Review by J.T. Johnson
DIRECTOR: Lee Daniels
CINEMATOGRAPHY: Andrew Dunn
WRITER: Geoffrey S. Fletcher
MUSIC: Mario Grigorov
Gabourey Sidibe plays the title character of Claireece “Precious” Jones, an obese, illiterate 16-year-old girl who has a child with a second one on the way. Precious struggles through school while trying to take care of her very abusive mother (Mo’Nique), a woman who only cares about her welfare checks. Meanwhile, Precious’ grandmother takes care of her first child who happens to have Down Syndrome.
Precious fights all of this by escaping into a world of imagination. When her mother is being abusive or someone is making fun of her, it is through this world of fantasy that she survives.
This all begins to change one day when Precious is suspended from school by her junior high school principle. The principle, Mrs. Lichtenstein, arranges to have her attend an alternative school in an attempt to help Precious. In the end, this is a film about hope. Not for some material gain or escaping the environment in which Precious exist, but for hope in one’s self.
Inspirational films of the past have always had a tendency to tell the story from the perspective of the one doing the inspiring be it a teacher or a coach. It was refreshing to see a film focus on one of the troubled youths instead and really tell their story. Precious is not just a character in a story, she embodies that of all kids who live a rough existence and are looking for a way out. She puts a face to people who are otherwise ignored.
However, what makes this film truly work is Sidibe. She is not just an actress playing the role of Precious, she is Precious. Never once does the audience question her or feel that she is out of place. This is one of those rare performances in film that is utterly flawless. Sidibe deserves the Best Actress award and it would be a shame if the Academy ignored her next year.
Also, if anyone ever deserved the Best Supporting Actress award next year, it would have to be Mo’Nique as the absolutely vile and disgusting mother. Like Sidibe, the stand-up comic that audiences are used to seeing is completely gone and only mother Mary remains. Mo’Nique plays a mother that makes “Mommie Dearest’s” Joan Crawford look like a saint by comparison.
Audiences will definitely be impressed when they see Mo’Nique perform one of the best monologues ever written near the end of the film and they, along with Precious, truly learn who this character is.
The other supporting roles are near flawless, as well. Paula Patton is a great joy to watch as Precious’ new teacher, Ms. Rain. Patton chooses to play Ms. Rain as a woman who sees potential in Precious and her other students. However, she also knows at the same time that she has to sometimes push the children into doing what they have to do in order to learn.

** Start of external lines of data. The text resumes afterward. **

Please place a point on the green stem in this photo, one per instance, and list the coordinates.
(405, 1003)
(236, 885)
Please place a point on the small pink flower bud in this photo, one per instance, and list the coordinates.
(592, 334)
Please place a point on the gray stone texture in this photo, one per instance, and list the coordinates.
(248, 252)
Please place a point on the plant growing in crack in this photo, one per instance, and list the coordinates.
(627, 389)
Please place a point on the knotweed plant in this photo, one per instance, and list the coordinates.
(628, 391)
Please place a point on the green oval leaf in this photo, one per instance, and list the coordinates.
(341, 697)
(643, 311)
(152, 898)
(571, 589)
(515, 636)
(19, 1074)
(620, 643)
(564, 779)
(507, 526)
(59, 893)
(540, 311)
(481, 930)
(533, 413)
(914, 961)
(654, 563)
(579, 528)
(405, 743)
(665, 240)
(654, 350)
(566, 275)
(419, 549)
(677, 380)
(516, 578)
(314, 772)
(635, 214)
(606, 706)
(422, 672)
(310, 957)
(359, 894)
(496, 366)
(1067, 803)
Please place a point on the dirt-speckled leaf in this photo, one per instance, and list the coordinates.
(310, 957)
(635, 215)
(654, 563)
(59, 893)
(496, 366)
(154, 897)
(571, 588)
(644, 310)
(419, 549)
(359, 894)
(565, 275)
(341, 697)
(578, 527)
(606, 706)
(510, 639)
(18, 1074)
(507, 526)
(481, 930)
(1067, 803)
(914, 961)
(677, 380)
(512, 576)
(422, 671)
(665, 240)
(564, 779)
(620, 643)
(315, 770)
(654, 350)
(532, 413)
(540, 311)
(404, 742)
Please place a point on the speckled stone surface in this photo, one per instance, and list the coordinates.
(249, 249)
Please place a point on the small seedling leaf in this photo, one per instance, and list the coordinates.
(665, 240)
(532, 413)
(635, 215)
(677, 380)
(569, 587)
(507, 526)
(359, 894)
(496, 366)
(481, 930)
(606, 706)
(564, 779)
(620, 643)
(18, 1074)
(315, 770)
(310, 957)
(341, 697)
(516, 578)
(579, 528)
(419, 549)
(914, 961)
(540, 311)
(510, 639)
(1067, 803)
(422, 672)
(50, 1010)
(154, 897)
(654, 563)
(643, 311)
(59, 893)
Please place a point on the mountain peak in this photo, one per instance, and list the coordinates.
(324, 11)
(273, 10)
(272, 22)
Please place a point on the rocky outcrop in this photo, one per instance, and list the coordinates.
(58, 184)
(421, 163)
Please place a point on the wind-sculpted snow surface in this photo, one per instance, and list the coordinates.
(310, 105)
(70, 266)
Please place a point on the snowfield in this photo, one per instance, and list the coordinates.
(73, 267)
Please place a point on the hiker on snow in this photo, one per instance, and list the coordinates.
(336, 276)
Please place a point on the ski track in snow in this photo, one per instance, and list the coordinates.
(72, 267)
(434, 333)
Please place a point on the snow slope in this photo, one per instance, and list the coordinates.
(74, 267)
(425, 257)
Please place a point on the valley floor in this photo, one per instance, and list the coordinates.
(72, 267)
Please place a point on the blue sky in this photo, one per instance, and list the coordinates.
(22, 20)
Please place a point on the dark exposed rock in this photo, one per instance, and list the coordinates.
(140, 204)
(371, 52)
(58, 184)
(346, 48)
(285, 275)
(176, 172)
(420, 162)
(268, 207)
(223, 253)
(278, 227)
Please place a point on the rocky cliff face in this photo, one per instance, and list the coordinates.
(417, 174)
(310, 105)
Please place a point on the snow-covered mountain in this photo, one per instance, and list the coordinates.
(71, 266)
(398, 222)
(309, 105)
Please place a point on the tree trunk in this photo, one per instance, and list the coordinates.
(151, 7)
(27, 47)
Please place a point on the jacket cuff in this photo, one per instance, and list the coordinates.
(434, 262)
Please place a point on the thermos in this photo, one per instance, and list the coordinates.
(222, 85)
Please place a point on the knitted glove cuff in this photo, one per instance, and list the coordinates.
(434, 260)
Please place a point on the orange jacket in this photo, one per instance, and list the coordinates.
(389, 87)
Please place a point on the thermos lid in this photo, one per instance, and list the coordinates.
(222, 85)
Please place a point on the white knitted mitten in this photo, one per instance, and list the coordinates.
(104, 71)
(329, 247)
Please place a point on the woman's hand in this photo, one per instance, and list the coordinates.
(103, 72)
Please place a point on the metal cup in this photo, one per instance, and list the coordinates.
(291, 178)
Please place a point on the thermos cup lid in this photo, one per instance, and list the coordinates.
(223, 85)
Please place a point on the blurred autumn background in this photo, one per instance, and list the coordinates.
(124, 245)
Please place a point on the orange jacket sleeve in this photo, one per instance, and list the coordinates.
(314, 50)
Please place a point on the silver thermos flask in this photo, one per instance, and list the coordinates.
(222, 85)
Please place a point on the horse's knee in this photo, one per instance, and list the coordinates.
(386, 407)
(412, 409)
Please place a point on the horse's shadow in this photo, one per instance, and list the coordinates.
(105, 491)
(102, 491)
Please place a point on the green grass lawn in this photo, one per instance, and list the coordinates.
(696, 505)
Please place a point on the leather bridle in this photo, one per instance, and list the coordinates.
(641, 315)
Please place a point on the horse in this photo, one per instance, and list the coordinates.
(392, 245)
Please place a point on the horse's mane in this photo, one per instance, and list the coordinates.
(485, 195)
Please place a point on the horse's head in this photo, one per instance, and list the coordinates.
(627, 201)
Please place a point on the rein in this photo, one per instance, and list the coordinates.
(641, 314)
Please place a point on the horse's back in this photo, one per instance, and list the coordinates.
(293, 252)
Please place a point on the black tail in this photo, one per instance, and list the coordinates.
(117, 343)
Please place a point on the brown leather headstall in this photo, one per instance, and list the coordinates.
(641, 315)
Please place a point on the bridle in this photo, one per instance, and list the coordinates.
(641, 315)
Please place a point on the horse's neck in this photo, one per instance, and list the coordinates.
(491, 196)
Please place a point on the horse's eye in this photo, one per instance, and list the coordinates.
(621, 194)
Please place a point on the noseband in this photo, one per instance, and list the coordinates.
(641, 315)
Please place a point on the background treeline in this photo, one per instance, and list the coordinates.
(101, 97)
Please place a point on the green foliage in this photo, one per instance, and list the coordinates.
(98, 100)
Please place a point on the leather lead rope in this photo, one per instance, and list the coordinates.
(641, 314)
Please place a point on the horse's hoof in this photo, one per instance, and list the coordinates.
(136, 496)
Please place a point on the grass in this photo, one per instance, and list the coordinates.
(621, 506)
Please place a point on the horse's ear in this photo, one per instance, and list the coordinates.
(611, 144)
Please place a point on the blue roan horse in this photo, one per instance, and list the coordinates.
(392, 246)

In the meantime, director Lee Daniels made a bold choice in casting Mariah Carey as Mrs. Weiss, Precious’ social worker. Carey chooses to not wear any make-up for the role and also plays Mrs. Weiss as a woman who does not really seem to care that much for Precious. But like the other characters, she slowly changes as the film progresses. Carey is not on screen for long, but when she is, she doesn’t mess around and proves that Daniels knew what he was doing when he cast her.

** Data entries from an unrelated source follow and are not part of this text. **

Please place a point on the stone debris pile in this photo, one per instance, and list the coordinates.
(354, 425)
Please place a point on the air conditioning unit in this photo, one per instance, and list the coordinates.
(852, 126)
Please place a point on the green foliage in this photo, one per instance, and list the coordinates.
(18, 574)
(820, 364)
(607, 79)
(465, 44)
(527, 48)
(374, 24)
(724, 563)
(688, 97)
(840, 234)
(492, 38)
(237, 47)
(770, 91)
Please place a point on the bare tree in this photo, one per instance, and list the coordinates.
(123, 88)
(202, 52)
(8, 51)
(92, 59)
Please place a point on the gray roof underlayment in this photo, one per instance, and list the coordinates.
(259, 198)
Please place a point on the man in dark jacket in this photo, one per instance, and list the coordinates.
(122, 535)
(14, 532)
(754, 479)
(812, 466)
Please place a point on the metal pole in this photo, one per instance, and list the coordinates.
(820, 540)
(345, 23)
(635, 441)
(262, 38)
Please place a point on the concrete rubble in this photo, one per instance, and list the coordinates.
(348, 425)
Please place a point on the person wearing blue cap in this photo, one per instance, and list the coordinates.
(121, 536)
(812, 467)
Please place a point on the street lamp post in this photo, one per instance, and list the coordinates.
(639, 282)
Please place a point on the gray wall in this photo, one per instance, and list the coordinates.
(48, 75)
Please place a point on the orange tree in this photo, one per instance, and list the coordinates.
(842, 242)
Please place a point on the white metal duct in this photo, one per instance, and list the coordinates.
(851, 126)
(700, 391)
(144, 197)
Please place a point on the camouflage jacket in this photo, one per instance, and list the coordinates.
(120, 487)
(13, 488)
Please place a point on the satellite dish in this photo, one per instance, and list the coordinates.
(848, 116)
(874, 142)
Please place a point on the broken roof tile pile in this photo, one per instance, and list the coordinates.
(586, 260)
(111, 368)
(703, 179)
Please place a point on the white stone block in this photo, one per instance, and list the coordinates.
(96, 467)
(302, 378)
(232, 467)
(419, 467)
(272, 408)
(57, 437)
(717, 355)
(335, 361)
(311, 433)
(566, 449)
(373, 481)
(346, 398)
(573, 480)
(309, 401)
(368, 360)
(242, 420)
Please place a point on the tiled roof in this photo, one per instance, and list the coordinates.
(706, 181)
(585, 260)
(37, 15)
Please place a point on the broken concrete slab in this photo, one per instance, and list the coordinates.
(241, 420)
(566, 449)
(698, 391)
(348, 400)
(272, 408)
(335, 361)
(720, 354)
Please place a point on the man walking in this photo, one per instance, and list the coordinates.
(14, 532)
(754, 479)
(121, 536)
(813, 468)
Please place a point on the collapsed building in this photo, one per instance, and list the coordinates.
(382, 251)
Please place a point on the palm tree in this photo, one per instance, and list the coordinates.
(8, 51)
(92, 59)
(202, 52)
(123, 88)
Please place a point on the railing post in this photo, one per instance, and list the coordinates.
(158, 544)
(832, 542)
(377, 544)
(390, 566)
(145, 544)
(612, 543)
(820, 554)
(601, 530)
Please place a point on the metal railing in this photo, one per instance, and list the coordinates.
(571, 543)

In the end, “Precious” turns out to be one of the most realistic and thought provoking inspirational films to come around in a long time. Like Sidibe with the Best Actress award, it would be a shame if the Academy chose to ignore this film as a Best Picture contestant. It would also be a shame for precious girls everywhere if audiences also chose to ignore the power this film truly holds.